For most people, dance is something they can watch and appreciate.
"So, You Think You Can Dance" is a popular television series in many households.
For Kathleen H. Moore - director of the Performing Company of Pioneer Dance Arts - dance is so much more than an interest or hobby. Thump ... thump ... thump ... The rhythm of the music that fills the room pulsates through her body like blood running through veins and feeding the heart.
Moore is a dancer. It's not what she does - it's who she is. And it's that same passion she shares with students, an intensity that will fill the Performing Arts Center at Sequim High School during the biennial Festival of Dance 7:30 p.m. Friday-Saturday, June 25-26.
"This is not merely a recital that we do every couple of years," Moore said, sitting at her kitchen table holding a Styrofoam cup filled with coffee in her hands, her long and lean dancer's legs crossed.
"These kids are polished and this is a quality performance."
The theme for the festival is "Gratitude." The 90-minute show presents two acts with multiple styles of dance and a variety of costumes. Songs include "Good Day Sunshine" by the Beatles; "Saturday in the Park" from the musical "Chicago;" "Oh What a Beautiful Morning" from "Oklahoma;" "One Tribe" by the Black-Eyed Peas; and "Dance Tonight" by Paul McCartney.
"It's all feel-good music with positive messages," Moore said, assuring parents that all of the lyrics are family appropriate.
The show will include guest artists Roz Schrodt, director of the Moment in Time Dance Company of Ashland, Ore., and Theresa DeGennaro, a graduate of the Tacoma School of the Arts and soloist with the Metro Arts Dance Company.
Sequim youths Trey Baldwin and Nicole Massangkay, who tied for second place in the 2010 Sequim High School talent show, will perform their winning lyrical and tap solos.
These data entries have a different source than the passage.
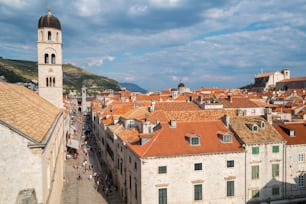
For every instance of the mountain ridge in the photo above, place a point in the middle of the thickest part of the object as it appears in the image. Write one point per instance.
(73, 77)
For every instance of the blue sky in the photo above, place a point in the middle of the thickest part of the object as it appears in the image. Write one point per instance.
(158, 43)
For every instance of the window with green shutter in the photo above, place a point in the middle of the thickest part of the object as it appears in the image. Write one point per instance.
(198, 192)
(230, 188)
(197, 166)
(275, 170)
(275, 190)
(162, 169)
(255, 172)
(255, 150)
(275, 149)
(162, 196)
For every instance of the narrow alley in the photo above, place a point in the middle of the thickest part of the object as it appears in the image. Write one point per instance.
(84, 178)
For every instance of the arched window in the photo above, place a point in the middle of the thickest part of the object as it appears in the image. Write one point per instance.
(49, 35)
(46, 58)
(53, 58)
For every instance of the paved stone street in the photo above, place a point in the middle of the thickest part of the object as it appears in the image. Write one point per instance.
(84, 190)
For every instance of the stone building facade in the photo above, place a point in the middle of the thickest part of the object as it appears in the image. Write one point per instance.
(31, 145)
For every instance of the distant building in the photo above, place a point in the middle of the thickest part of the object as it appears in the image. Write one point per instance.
(293, 83)
(267, 81)
(295, 166)
(32, 144)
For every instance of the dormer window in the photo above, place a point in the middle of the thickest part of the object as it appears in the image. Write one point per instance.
(254, 128)
(195, 140)
(292, 133)
(227, 138)
(173, 123)
(49, 35)
(131, 124)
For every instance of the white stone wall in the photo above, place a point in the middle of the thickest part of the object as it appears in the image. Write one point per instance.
(53, 164)
(54, 46)
(295, 168)
(20, 167)
(181, 178)
(264, 160)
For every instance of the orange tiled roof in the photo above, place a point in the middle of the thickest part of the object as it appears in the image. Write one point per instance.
(299, 132)
(293, 79)
(238, 102)
(176, 106)
(241, 125)
(173, 141)
(24, 110)
(264, 74)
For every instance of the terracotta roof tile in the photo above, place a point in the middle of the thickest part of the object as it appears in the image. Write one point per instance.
(26, 111)
(242, 127)
(299, 132)
(176, 106)
(173, 141)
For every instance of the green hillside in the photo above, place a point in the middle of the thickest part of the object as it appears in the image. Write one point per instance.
(74, 77)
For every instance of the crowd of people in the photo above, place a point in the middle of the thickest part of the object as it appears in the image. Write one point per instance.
(87, 167)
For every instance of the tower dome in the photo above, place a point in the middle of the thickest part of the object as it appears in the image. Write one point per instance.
(49, 21)
(181, 85)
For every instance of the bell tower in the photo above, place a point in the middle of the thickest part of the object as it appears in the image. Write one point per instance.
(49, 53)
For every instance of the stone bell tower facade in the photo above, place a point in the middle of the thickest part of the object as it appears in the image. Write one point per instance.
(49, 53)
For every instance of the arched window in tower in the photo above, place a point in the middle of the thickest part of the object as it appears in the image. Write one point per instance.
(53, 58)
(49, 35)
(50, 82)
(46, 58)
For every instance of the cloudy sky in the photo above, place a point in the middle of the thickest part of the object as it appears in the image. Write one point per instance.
(158, 43)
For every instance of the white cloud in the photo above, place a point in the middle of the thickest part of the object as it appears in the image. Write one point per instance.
(96, 62)
(17, 4)
(136, 10)
(88, 7)
(164, 3)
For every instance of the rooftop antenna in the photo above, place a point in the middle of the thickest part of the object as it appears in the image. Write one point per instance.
(49, 8)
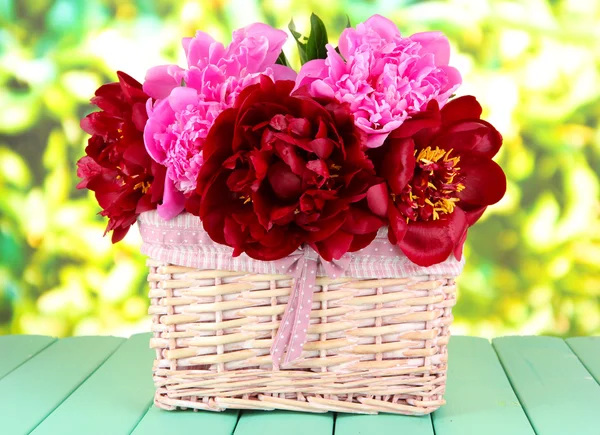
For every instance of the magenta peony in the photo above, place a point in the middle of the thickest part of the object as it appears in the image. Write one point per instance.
(383, 76)
(189, 100)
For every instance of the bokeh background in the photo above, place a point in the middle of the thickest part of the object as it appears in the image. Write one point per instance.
(532, 261)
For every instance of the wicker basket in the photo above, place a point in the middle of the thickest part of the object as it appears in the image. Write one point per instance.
(372, 345)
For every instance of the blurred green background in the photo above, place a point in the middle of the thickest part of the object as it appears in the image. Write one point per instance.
(533, 262)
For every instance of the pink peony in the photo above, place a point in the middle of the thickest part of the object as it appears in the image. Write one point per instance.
(189, 100)
(385, 78)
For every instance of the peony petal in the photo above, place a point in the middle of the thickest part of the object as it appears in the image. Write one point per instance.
(399, 164)
(160, 80)
(484, 181)
(384, 27)
(427, 119)
(282, 72)
(322, 147)
(435, 43)
(181, 97)
(173, 201)
(476, 137)
(313, 70)
(199, 48)
(378, 198)
(461, 108)
(361, 222)
(431, 242)
(155, 126)
(275, 39)
(398, 226)
(334, 246)
(453, 82)
(285, 184)
(460, 245)
(474, 214)
(360, 241)
(375, 140)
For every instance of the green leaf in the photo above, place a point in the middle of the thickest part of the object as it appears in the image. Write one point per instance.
(315, 47)
(282, 60)
(299, 42)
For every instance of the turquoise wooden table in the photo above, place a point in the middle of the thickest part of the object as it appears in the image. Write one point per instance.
(103, 385)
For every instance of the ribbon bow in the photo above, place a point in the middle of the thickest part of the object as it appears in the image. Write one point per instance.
(303, 266)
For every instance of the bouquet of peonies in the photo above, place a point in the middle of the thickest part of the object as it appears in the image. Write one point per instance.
(366, 135)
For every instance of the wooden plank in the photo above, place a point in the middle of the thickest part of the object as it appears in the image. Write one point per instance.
(557, 392)
(35, 388)
(479, 398)
(16, 349)
(587, 350)
(113, 400)
(383, 424)
(284, 422)
(160, 422)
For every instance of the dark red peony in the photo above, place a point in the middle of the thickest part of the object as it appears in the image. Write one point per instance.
(281, 171)
(440, 178)
(125, 180)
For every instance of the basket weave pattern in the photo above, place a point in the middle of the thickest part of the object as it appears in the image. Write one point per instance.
(373, 345)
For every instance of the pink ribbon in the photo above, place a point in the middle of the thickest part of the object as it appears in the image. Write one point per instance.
(302, 265)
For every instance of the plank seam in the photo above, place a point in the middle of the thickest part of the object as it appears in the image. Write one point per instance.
(510, 381)
(150, 403)
(31, 357)
(77, 387)
(582, 363)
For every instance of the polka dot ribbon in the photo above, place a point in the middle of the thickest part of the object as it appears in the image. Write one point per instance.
(302, 265)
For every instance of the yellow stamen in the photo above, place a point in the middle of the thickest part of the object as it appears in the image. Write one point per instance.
(144, 185)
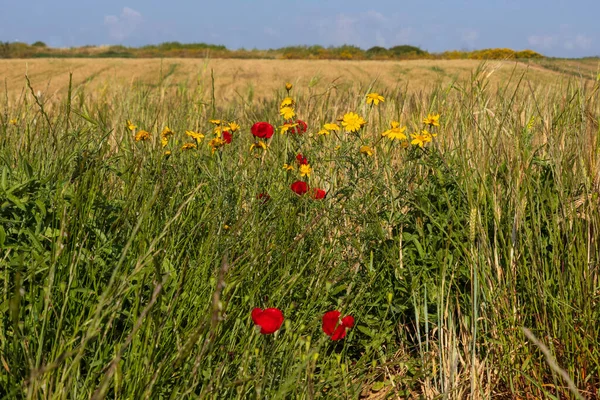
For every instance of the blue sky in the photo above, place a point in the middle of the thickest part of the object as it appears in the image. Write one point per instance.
(553, 27)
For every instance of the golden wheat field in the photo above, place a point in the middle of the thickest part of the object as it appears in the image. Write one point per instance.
(259, 79)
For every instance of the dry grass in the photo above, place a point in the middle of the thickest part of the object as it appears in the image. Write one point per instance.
(258, 79)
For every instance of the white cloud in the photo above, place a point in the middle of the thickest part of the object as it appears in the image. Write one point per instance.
(542, 41)
(404, 36)
(569, 41)
(583, 42)
(470, 36)
(270, 31)
(122, 26)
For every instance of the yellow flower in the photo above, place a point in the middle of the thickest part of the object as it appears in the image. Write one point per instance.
(375, 99)
(287, 112)
(233, 127)
(352, 122)
(396, 132)
(332, 127)
(260, 144)
(420, 139)
(188, 146)
(287, 102)
(366, 150)
(142, 135)
(286, 127)
(432, 120)
(305, 170)
(216, 143)
(195, 135)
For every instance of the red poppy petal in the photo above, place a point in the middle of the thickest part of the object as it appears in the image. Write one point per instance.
(339, 333)
(270, 320)
(348, 321)
(330, 321)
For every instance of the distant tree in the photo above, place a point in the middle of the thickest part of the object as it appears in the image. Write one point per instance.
(404, 50)
(376, 51)
(4, 49)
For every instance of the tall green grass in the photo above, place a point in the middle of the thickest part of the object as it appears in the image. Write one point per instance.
(129, 274)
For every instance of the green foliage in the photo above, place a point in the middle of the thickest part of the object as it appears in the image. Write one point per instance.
(203, 50)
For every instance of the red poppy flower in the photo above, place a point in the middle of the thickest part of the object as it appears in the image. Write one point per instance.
(301, 127)
(262, 130)
(334, 327)
(301, 159)
(269, 319)
(299, 187)
(319, 194)
(264, 197)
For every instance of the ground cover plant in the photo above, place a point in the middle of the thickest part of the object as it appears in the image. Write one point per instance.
(328, 242)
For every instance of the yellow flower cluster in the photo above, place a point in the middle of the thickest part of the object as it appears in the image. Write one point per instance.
(396, 132)
(352, 122)
(286, 108)
(167, 133)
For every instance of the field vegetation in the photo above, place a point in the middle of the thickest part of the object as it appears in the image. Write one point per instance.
(145, 217)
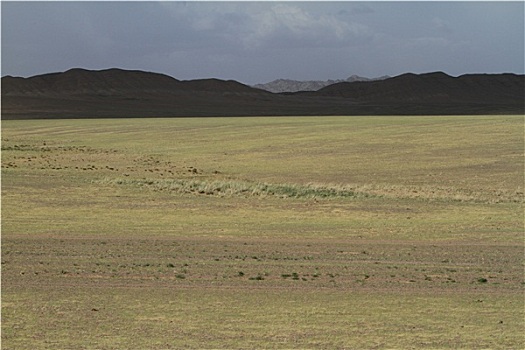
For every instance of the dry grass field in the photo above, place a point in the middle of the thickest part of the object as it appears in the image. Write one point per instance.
(264, 233)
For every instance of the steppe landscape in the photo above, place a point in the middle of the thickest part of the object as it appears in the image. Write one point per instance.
(293, 228)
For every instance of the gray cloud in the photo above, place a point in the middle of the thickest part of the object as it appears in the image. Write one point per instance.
(260, 41)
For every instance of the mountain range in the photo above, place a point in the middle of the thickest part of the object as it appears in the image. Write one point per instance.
(288, 85)
(116, 93)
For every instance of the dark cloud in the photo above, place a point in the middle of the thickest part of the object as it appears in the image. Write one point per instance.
(260, 41)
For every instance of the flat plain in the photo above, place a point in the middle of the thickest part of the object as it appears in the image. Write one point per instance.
(278, 232)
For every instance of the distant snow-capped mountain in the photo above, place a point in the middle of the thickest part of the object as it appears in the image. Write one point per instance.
(288, 85)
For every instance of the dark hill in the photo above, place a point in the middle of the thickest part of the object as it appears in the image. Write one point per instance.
(80, 93)
(434, 88)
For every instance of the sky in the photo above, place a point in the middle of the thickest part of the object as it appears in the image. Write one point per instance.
(257, 42)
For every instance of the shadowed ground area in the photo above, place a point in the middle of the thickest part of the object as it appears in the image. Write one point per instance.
(319, 232)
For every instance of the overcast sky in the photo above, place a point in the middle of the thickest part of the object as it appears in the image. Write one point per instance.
(256, 42)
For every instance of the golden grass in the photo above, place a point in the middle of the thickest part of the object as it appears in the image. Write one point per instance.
(329, 232)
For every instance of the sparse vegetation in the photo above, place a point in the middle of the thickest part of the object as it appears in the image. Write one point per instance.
(421, 218)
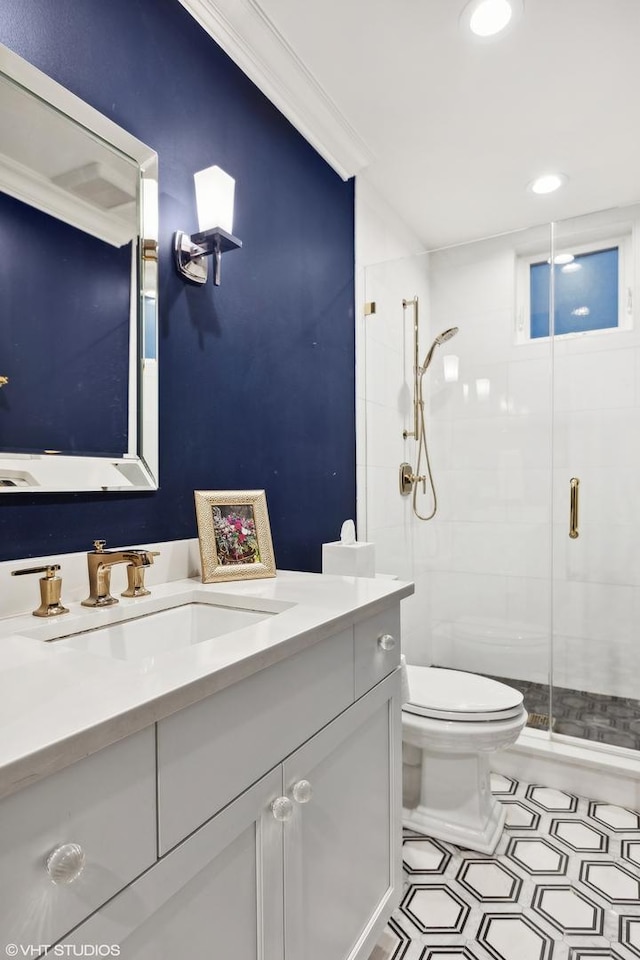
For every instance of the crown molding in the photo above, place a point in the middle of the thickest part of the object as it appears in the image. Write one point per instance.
(253, 42)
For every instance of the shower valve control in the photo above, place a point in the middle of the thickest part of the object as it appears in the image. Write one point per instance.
(408, 478)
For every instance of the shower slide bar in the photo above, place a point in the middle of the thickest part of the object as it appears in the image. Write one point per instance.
(574, 494)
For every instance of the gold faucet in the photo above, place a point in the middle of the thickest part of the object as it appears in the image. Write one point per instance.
(100, 562)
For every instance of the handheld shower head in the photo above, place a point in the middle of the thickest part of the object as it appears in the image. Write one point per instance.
(440, 339)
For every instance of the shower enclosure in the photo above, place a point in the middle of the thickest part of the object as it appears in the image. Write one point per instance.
(529, 571)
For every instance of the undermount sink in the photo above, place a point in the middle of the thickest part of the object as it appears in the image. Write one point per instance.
(162, 631)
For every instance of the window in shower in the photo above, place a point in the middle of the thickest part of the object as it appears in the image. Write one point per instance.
(591, 289)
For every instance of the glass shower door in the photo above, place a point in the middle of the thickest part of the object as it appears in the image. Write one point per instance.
(596, 479)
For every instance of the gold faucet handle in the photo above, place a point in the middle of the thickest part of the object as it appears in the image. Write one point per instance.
(135, 578)
(50, 589)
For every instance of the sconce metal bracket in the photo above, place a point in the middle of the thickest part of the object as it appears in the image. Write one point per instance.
(191, 252)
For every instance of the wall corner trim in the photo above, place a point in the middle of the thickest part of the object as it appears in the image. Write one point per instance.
(253, 42)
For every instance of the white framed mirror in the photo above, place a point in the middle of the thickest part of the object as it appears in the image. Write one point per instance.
(78, 293)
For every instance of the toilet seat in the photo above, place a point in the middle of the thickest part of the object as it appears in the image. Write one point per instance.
(443, 694)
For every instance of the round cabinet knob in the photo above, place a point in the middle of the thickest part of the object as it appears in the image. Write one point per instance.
(65, 863)
(282, 809)
(301, 791)
(386, 641)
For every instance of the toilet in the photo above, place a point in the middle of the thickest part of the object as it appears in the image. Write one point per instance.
(451, 722)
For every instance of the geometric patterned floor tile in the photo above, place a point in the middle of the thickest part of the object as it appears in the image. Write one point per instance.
(630, 851)
(629, 934)
(615, 818)
(489, 880)
(553, 801)
(393, 944)
(568, 910)
(448, 953)
(423, 855)
(435, 908)
(514, 937)
(537, 856)
(611, 880)
(578, 835)
(562, 884)
(593, 953)
(520, 817)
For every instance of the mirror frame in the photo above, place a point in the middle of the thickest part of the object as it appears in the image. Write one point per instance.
(137, 468)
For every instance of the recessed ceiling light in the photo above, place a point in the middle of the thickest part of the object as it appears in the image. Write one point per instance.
(486, 18)
(548, 183)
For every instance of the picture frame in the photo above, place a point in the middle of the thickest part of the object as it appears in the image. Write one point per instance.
(234, 535)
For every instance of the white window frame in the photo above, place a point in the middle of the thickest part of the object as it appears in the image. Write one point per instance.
(624, 245)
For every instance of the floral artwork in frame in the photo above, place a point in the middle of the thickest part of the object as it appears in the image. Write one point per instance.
(234, 535)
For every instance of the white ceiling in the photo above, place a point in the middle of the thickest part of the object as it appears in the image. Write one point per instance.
(450, 130)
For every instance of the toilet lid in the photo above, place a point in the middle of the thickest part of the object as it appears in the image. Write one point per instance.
(453, 695)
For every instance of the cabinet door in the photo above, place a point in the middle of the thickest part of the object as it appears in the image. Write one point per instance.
(218, 894)
(342, 845)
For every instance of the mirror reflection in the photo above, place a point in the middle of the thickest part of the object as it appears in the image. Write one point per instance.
(78, 328)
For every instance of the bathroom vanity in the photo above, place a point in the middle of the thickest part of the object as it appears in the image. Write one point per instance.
(236, 796)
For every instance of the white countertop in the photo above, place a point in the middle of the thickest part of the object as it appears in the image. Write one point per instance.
(58, 704)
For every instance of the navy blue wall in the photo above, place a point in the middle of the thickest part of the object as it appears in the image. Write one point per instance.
(257, 375)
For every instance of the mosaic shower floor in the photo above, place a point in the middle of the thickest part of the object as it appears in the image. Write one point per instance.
(563, 884)
(576, 713)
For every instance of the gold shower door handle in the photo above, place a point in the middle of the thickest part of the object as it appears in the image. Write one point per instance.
(574, 488)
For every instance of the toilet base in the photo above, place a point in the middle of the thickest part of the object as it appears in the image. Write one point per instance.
(455, 802)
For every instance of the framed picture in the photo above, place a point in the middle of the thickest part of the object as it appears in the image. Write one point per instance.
(234, 534)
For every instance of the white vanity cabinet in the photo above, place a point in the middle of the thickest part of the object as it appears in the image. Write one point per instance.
(317, 884)
(97, 819)
(260, 823)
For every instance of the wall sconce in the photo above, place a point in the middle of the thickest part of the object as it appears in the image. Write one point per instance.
(214, 201)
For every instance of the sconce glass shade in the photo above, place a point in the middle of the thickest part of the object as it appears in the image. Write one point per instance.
(214, 199)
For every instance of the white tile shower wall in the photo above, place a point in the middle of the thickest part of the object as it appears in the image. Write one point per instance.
(483, 566)
(384, 383)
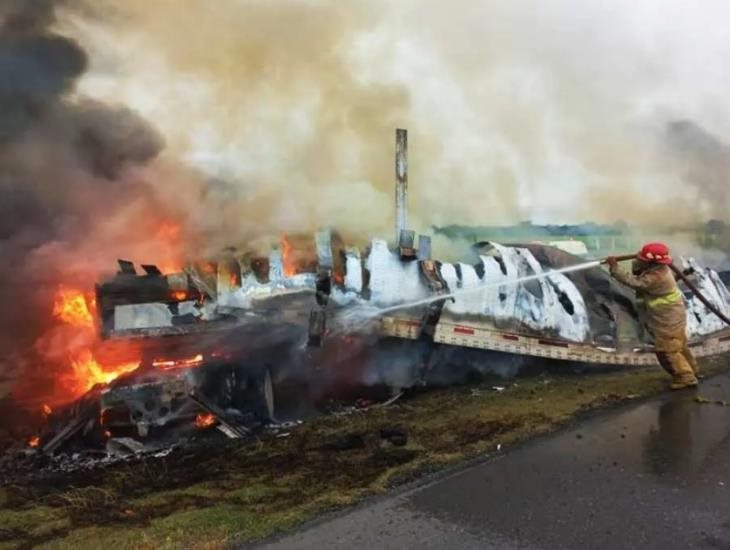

Due to the combination of an injury earlier in the year and the recent death of her mother, Moore only will perform once. She'll take the stage to "Thank You for Being My Friend," a tap number. Look for her in the blue costume.
Taking her place on stage the rest of the time will be friend and understudy Harmony Liebert, a wife, mother and an advertising representative with the Sequim Gazette.
"They are powerful pieces to get through that take a lot of power and strength and I'm just not feeling very strong," Moore said.
Since the loss of her mother, Moore has found peace and acceptance by throwing herself into work. She spends every free minute of the day working with students and planning the festival.
The students, she said, are a talented group with "good technique and nice personalities."
"They know their work," Moore said.
"Even the youngest students - who are 4 years old - are doing solos with confidence. They know their dances, attend weekly classes and follow a rehearsal schedule in addition to regular class time," she said.
"They are professionals and they've worked hard for the privilege to perform."